Key Responsibilities

    • Design, deploy, and manage Apache Kafka clusters in development/testing/production environments.
    • Proven experience deploying and managing Apache Spark and Apache Flink in production environments. 
    • Optimize Kafka performance, reliability, and scalability for high-throughput data pipelines.
    • Ensure seamless integration of Kafka with other systems and services.
    • Manage and troubleshoot Linux-based systems (Ubuntu) supporting Kafka infrastructure.
    • Manage, fine-tune, deploy and operate Kafka on Kubernetes clusters, using Helm, Operators, or custom manifests Kafka
    • Collaborate with cross-functional teams to identify and implement Kafka use cases.
    • Contribute to automation and Infrastructure as Code (IaC) practices  through CI/CD pipeline with gitlab
    • Monitor system health, implement alerting, and ensure high availability.
    • Participate in incident response and root cause analysis for Kafka and related systems.
    • Evaluate and recommend Kafka ecosystem tools like Kafka Connect, Schema Registry, MirrorMaker, and Kafka Streams.
    • Build automation and observability tools for Kafka using Prometheus, Grafana, Fluent Bit, etc.
    • Deep understanding of streaming and batch processing architectures.
    • Familiarity with Spark Structured Streaming and Flink DataStream API.
    • Work with teams to build end-to-end Kafka-based pipelines for various applications (data integration, event-driven microservices, logging, monitoring).
    • Experience running Spark and Flink on Kubernetes, YARN, or standalone clusters.
    • Proficiency in configuring resource allocation, job scheduling, and cluster scaling.
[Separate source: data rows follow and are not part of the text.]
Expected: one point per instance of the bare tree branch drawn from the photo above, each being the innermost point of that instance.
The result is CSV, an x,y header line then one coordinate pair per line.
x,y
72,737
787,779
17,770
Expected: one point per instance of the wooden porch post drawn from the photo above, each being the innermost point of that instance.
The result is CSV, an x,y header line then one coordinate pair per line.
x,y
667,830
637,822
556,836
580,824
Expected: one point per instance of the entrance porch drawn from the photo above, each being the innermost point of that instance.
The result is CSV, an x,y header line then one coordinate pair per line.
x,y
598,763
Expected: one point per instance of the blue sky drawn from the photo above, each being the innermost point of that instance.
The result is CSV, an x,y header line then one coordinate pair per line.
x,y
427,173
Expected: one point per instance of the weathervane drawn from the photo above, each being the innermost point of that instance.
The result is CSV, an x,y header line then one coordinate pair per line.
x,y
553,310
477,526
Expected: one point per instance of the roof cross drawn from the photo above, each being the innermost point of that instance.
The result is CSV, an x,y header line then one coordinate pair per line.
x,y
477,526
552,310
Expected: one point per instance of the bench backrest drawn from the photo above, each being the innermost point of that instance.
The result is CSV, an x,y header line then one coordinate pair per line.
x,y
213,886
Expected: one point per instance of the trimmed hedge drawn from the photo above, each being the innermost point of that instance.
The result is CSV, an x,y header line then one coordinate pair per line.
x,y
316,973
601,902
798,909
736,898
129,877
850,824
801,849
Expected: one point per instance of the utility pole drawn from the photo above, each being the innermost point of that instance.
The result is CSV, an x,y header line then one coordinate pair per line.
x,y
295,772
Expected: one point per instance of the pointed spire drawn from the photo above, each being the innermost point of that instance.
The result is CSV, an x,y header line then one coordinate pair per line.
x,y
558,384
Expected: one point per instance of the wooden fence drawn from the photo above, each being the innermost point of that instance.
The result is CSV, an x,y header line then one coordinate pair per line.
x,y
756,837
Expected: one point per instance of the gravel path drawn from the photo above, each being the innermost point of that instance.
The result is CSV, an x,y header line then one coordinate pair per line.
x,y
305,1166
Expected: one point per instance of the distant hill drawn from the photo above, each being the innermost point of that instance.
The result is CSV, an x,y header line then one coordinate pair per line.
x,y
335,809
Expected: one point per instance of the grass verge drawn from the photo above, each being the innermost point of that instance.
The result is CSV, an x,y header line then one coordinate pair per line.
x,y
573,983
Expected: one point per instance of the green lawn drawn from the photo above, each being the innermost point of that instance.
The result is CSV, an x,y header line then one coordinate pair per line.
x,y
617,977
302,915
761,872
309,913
    • Knowledge of checkpointing, state management, and fault tolerance mechanisms.
    • Ability to tune Spark and Flink jobs for low latency, high throughput, and resource efficiency.
    • Experience with memory management, shuffle tuning, and parallelism settings.
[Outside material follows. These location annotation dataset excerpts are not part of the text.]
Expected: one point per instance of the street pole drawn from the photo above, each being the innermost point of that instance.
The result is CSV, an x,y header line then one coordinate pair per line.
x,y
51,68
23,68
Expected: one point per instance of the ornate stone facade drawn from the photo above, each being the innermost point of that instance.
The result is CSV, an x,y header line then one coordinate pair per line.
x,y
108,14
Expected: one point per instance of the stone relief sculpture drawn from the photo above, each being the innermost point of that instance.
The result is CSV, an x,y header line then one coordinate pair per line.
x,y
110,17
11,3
    • Familiarity with Spark UI, Flink Dashboard, and integration with Prometheus/Grafana.
    • Ability to implement metrics collection, log aggregation, and alerting for job health and performance.
    • Understanding of TLS encryption, Kerberos, and RBAC in distributed environments.
    • Experience integrating with OAuth, or other identity providers.
    • Familiarity with time-series databases

Required Qualifications

    • 5+ years of experience administering and supporting Apache Kafka in production environments. 
    • Strong expertise in Linux system administration (Red Hat and Debian).
    • Solid experience with Kubernetes (CNCF distributions, OpenShift, Rancher, or upstream K8s ).
    • Proficiency in scripting (Bash, Python) and automation tools (Ansible, Terraform).
    • Experience with Kafka security, monitoring (Prometheus, Grafana, Istio), and schema management.
    • Familiarity with CI/CD pipelines and DevOps practices.
    • Proficient in scripting and automation (Bash, Python, or Ansible).
    • Comfortable with Helm, YAML, Kustomize, and GitOps, GitLab principles.
    • 4+ years of experience in Apache Spark development, including building scalable data pipelines and optimizing distributed processing.
At Telesat, we take pride in being an equal opportunity employer that values equality in the workplace.   We are committed to providing the best candidate experience possible including any required accommodations at every stage of our interview process.   All qualified applicants that have been selected for an interview that require accommodations, are advised to inform the Telesat Talent team accordingly.  We will work with you to meet your needs.   All accommodation information provided will be treated as confidential.